退色した写真は、まず高解像度でスキャンし、色より先にコントラストを整えます。元スキャンは必ず残し、AI修復はコピーに対して行います。
要点:600DPI以上でスキャンし、露出と階調を整え、色かぶりを少しずつ補正してから傷や顔の修復を行います。
目次
すぐ分かる:退色写真の基本手順
退色した写真は、強いフィルターをかける前に階調を戻す必要があります。早い段階でシャープ化や彩度を強めると、AIが存在しない質感や顔の細部を作ってしまうことがあります。
基本の順番は、ガラスを清掃し、600DPI以上でスキャンし、元データを保存し、作業コピーでコントラスト、色かぶり、傷、顔の細部を順に確認することです。
| 問題 | 先に行う補正 | 避けたいこと |
|---|---|---|
| 低コントラスト | 黒点・白点・中間調を調整 | 洗いざらしのまま強くシャープ化 |
| 黄ばんだ紙 | 紙の質感を残して色を抑える | 白を完全な純白にする |
| 赤や緑の色かぶり | チャンネルを少しずつ調整 | 彩度だけを一気に上げる |
退色写真は一発補正より順番が重要です。
編集前に退色したプリントをスキャンする
退色したプリントは元の情報が弱いため、圧縮されたスマホ写真ではさらに情報が失われます。通常の家族写真は600DPI、小さな証明写真やトリミング予定の写真は1200DPIを目安にします。
編集前に保存するもの:
- 未編集のTIFFまたはPNGマスターファイル。
- AI修復や手動編集に使う作業コピー。
- 共有用の軽いJPEGまたはWebP。
- 人物、日付、場所、服の色など家族が覚えている情報。
アルバムに貼られている写真は、反射を避けて真上から撮影します。光は柔らかく、写真とカメラを平行に保つことが大切です。
退色の種類に合わせて補正を選ぶ
白黒写真が平坦になっている場合は、まずコントラストとほこり除去が中心です。古いカラー写真では赤、緑、青のバランスが崩れていることがあります。黄ばんだアルバム写真では、紙の色を消しすぎないことが大切です。
| 退色タイプ | 見え方 | 適した修復 |
|---|---|---|
| 白黒の低コントラスト | 影が灰色で顔が弱い | レベル補正やカーブを先に行う |
| 色かぶり | 全体が赤、緑、紫に寄る | 肌色を見ながらチャンネル調整 |
| 紙の黄ばみ | 余白や明部が茶色い | 質感を残してコピー側で補正 |
彩度だけを上げても自然な復元にはなりにくいです。
AI修復と手動編集の使い分け
写真全体が均一に退色していて、人物や背景がまだ読める場合、AI修復は短時間で効果を出せます。軽い傷、弱いコントラスト、顔のぼやけをまとめて改善できるからです。

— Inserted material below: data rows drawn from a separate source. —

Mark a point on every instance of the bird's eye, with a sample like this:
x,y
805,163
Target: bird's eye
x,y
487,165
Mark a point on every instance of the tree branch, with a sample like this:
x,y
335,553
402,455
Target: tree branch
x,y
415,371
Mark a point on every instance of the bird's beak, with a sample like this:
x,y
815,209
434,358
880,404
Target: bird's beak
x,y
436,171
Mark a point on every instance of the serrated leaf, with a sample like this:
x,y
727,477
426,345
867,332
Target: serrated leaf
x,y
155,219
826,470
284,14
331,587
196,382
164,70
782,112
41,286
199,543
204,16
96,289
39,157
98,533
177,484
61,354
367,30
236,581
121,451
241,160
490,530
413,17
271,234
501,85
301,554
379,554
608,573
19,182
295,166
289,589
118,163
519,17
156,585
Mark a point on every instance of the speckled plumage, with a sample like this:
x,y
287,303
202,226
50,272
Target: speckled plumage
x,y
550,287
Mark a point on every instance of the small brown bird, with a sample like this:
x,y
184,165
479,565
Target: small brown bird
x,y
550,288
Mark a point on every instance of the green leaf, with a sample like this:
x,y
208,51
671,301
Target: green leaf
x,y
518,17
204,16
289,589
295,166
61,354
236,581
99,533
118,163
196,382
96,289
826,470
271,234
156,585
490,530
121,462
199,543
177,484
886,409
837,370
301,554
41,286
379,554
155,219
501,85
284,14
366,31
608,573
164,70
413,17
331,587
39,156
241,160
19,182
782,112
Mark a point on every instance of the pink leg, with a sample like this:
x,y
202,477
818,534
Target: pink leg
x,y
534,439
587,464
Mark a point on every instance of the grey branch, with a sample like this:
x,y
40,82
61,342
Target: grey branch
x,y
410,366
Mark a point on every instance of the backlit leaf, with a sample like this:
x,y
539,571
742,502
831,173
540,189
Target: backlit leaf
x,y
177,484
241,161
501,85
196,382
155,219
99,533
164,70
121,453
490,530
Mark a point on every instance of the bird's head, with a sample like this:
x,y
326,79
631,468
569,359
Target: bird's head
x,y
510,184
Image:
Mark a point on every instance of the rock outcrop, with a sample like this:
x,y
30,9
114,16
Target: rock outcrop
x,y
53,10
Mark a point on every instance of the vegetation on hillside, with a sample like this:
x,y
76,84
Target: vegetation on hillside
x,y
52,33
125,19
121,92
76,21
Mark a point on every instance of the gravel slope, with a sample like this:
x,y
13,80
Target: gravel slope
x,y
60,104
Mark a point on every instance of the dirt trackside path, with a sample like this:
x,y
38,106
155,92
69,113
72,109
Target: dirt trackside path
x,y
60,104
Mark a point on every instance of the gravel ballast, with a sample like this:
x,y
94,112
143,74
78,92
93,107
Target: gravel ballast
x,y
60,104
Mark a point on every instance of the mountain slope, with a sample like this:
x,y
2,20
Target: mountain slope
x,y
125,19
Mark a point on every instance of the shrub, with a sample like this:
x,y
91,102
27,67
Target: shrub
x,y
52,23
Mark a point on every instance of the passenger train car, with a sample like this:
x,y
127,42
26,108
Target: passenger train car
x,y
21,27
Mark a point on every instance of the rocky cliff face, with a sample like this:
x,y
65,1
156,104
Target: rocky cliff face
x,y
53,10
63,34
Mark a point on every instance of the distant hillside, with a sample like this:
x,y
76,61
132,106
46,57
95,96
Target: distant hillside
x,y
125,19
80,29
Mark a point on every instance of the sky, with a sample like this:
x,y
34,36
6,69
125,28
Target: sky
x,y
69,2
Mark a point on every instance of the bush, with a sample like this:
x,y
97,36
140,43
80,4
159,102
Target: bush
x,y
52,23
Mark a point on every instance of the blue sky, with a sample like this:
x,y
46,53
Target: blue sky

一方で、片側だけ日焼けしている写真、手書きメモがある写真、色の記憶を慎重に扱いたい写真は、カーブ、レベル、色バランス、修復ブラシなど手動調整を先に使う方が安全です。
AIを先に使いやすい場合:
- 退色が全体に均一。
- 家族共有用のコピーを早く作りたい。
- 主な問題が軽い傷と低コントラスト。
- 元スキャンと必ず比較できる。
退色写真修復の手順
- マスターファイルではなくコピーを開く。
- 日付や余白を保存してからトリミングする。
- 黒点と白点を控えめに調整する。
- 顔が見えるよう中間調を整える。
- 彩度より先に色かぶりを補正する。
- 階調が戻ってから傷やほこりを直す。
- 顔修復は弱めに使い、目や口を確認する。
- 共有用と印刷用を書き出す。
修復後の人物が別人のように見える場合は、強度を下げて前の段階に戻してください。
編集と保存の参考資料
AdobeやCorelは、古い写真の色補正、修復ブラシ、階調調整などを解説しています。公的なデジタル化資料では、編集前にマスターを保存することが重視されています。
参考リンク:
よくある質問
色を戻しても記憶は変えない
退色写真の修復は控えめさが大切です。人物、服、背景が読み取れる程度に戻し、将来のために元スキャンを保存します。